Saul Griffith, inventor and renewable energy advocate, has made headlines with his ambitious proposals to “electrify everything” with existing, cheap technology to rapidly decarbonise the Australian economy.

“This motion is to simply find out what we can actually do as a council to put a prohibition on gas…I think this would save people a lot of money in the future and be really beneficial for our residents,” said Cr Werner.

The first part of the two-pronged motion, which proposes council facilities are electrified when current gas facilities need upgrading or renovations, attracted little debate as council already plans to go ahead with this.

Its more ambitious component, however – to investigate putting a community-wide moratorium on gas – was criticised by other councillors at the meeting.

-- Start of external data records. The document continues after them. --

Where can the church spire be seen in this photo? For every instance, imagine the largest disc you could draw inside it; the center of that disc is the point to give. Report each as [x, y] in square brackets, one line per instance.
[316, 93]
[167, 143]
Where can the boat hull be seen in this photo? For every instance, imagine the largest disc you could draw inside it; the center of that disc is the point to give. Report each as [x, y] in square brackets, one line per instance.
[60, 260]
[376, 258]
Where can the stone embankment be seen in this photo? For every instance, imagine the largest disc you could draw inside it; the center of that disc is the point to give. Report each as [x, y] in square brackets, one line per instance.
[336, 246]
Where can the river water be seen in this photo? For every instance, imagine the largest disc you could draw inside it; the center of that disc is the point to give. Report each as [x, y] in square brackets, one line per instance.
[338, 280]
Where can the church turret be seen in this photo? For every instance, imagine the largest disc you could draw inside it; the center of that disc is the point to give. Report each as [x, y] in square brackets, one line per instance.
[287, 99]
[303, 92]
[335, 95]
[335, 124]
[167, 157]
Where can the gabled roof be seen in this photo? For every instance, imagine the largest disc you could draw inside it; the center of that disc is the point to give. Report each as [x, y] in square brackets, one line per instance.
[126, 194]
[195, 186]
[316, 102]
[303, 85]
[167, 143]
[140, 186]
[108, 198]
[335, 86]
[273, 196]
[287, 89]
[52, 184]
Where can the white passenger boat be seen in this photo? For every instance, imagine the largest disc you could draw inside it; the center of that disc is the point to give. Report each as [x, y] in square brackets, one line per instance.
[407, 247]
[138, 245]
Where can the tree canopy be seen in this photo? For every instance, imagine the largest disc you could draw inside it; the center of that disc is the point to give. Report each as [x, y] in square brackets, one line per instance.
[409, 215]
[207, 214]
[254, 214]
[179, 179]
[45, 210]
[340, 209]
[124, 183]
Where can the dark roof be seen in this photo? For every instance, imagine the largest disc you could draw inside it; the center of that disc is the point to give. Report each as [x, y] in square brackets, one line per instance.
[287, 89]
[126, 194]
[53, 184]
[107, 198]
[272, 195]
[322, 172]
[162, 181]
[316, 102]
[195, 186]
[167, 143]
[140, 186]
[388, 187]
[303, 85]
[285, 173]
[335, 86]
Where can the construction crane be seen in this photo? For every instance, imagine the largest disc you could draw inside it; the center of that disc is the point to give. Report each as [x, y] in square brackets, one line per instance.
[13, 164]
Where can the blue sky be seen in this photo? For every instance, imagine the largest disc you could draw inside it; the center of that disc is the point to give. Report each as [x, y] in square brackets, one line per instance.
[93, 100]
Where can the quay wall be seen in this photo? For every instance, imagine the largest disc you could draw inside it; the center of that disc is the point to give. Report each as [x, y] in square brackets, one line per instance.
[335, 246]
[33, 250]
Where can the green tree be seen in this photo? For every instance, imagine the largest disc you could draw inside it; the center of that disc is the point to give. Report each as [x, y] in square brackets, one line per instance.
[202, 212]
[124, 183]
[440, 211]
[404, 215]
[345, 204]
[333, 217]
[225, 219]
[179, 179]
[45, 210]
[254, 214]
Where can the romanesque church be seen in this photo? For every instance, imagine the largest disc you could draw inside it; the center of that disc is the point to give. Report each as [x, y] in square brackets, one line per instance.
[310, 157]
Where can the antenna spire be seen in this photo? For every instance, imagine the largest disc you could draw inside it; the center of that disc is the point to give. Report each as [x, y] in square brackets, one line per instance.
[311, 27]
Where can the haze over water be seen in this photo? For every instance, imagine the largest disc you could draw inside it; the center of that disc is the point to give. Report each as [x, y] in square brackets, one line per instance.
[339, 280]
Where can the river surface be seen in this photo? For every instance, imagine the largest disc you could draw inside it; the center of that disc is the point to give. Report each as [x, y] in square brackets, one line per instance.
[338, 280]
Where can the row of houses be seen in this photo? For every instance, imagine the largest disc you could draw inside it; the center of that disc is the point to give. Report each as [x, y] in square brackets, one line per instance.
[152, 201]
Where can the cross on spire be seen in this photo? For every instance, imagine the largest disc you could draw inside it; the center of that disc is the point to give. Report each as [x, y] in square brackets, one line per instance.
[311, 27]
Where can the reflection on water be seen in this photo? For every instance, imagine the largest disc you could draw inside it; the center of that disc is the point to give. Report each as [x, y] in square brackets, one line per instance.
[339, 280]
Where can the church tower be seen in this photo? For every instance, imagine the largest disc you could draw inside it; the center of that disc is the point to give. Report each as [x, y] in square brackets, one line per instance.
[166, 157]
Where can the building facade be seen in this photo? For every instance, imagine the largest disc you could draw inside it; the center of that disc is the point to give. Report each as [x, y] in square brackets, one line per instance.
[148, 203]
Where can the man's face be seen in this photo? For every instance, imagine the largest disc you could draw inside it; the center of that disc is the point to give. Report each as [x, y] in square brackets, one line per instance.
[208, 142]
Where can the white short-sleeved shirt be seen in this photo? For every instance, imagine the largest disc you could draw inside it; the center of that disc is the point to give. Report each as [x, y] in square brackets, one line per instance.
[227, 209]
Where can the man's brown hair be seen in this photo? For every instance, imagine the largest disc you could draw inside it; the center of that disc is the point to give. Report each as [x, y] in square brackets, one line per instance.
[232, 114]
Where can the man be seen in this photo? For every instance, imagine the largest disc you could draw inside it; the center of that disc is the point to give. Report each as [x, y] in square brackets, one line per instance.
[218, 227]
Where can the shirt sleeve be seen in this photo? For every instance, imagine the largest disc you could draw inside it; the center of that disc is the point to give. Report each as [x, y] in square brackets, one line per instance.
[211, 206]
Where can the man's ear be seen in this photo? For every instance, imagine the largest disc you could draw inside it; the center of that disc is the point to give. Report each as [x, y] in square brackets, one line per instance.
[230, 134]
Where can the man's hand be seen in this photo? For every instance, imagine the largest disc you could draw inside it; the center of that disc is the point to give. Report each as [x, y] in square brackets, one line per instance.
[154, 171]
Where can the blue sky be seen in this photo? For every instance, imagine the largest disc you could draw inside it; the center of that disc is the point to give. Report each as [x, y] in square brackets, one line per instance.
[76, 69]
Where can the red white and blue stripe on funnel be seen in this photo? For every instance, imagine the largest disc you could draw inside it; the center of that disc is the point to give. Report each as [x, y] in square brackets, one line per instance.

“Great idea maybe, but there is a lot of money that has to come out for everybody; it’s not just if you have the induction heating, you’ve got to have new saucepans,” said Cr Liz Barlow, who is sceptical of electrification.

“I believe in gas; that’s my problem. I’ve worked with it in my house for forty-odd years,” the councillor said.

Currently, residents who want to go gas-free must pay a disconnection fee from the gas main.

Cr Werner, who put the motion forward, said that from her experience, switching off gas is inexpensive, saves money on power bills and that over “80% of pans” worked on her portable induction cooktop that she and her family now uses instead of their gas stove.

Werner also claimed that a prohibition on gas in new buildings would not ban the use of portable gas bottles.

Another critic of the idea, Cr Mark Hanna, said he would prefer to see “market forces” slowly push gas out of the market rather than “imposing things onto people,” while Cr Ed McDougall questioned whether such a ban would have any effect on carbon emissions.

“People aren’t going to stop using their heaters because they have switched from gas to electricity, and that electricity will ultimately come from gas until you are actually pulling fossil fuels out of the electricity network,” said Cr McDougall.

Responding to these concerns, ardent supporter of climate action Cr Heidi Lee Douglas emphasised council’s role in addressing climate while saving residents money and reducing gas-related illness.

“The renewable transition is happening at the federal and state level, and by future-proofing our local buildings here, by getting them off gas, we are actually saving them from future costs of transitioning out of gas,” she said.

“We know we have to get out of gas, we know we have to get out of coal, we have signed the Paris Agreement.”

While gas emits roughly 50% less greenhouse gas than coal, vast quantities of methane that can escape during gas extraction can make this difference much smaller.

Gas in homes is estimated by the Climate Council to be responsible for 12% of childhood asthma in Australia. Photo: Climate Council

According to a report by the Climate Council, gas in homes significantly increases rates of illness, including asthma and cancer, which disproportionately affects children.

“A child living with gas cooking in the home faces a comparable risk of asthma to a child living with household cigarette smoke,” said the report.

Advice from the Department of Planning is expected to be reported at the next Planning and Environment Committee meeting on May 10.

“We have transitioned out of gas in our home very simply by buying a cheap induction cooktop and an air-fryer; we didn’t have to change any of our pots and pans, it was very simple, and it actually saved us money,” said Cr Douglas.